Distinct Levels of Radioresistance in Lgr5+ Colonic Epithelial Stem Cells versus Lgr5+ Small Intestinal Stem Cells

While small and large intestines possess seemingly similar Wnt-driven Leucine-rich repeat-containing G protein coupled receptor 5 (Lgr5)+ adult epithelial stem cells, we report here that the two organs exhibit distinct mechanisms of tissue response to ionizing radiation. Employing Lgr5-lacZ transgenic mice and Lgr5 in situ hybridization, we found colonic epithelial stem cells (CESCs) markedly more radioresistant in vivo than small intestinal crypt base columnar stem cells (CBCs) (D0= 6.0±0.3 Gy vs. 1.3±0.1, respectively; p<0.01). Accordingly, CESCs survived 30 Gy exposure, while CBCs were completely depleted after 15 Gy. Edu incorporation studies indicated that after 19 Gy, CBCs exited growth arrest at 12 hours, resuming normal mitotic activity despite 60% of this population displaying residual γH2AX foci, indicative of persistent unrepaired DNA damage.
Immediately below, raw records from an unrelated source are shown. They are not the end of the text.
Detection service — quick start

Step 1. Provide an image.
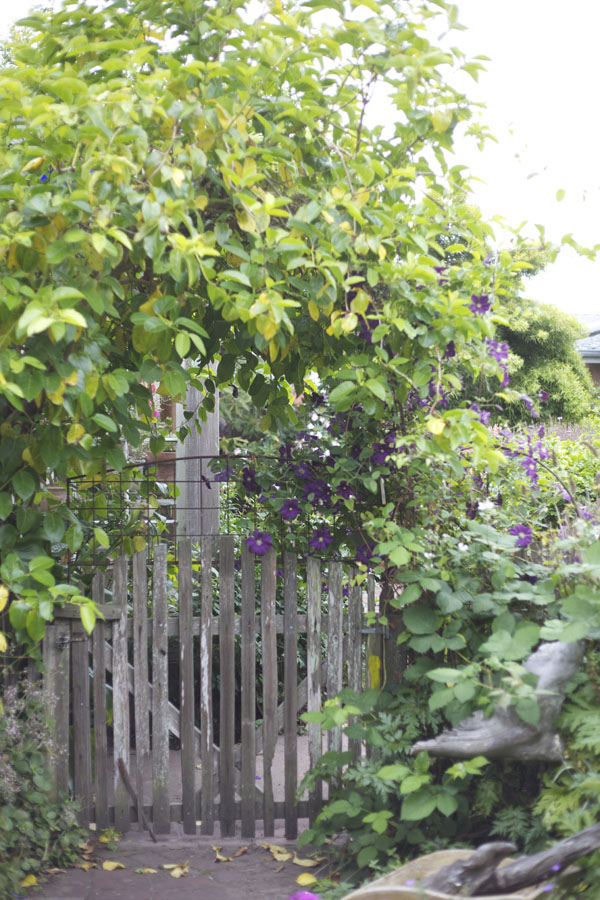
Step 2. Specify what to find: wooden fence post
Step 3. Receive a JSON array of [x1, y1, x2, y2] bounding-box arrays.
[[200, 537, 214, 834], [133, 549, 150, 831], [306, 556, 323, 825], [283, 553, 298, 840], [152, 544, 171, 834], [219, 535, 235, 837], [241, 544, 256, 837], [43, 621, 71, 796], [92, 571, 108, 831], [260, 550, 277, 837], [179, 540, 196, 834], [112, 556, 130, 832]]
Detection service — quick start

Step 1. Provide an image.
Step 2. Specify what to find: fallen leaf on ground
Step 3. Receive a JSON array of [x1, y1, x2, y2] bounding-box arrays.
[[292, 853, 325, 869], [163, 863, 190, 878], [262, 844, 292, 862], [213, 847, 233, 862], [98, 828, 121, 844]]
Checkpoint recovery before complete DSB repair represents the sine qua non of a newly-defined potentially-lethal pathophysiology termed checkpoint adaptation. In the small intestinal mucosa, checkpoint adaptation resulted in CBCs succumbing to an eight-fold increase in incidence of highly-lethal chromosomal aberrations and mitotic catastrophe by 48 hours post-radiation. In contrast, Lgr5+ CESCs displayed delayed checkpoint recovery at 48 hours post-19 Gy, coordinated with complete DSB repair and regeneration of colonic mucosa originating, at least in part, from surviving CESCs. The discovery that small intestinal CBCs succumb to checkpoint adaptation is the first demonstration that this aberrant cell cycle response may drive mammalian tissue radiosensitivity.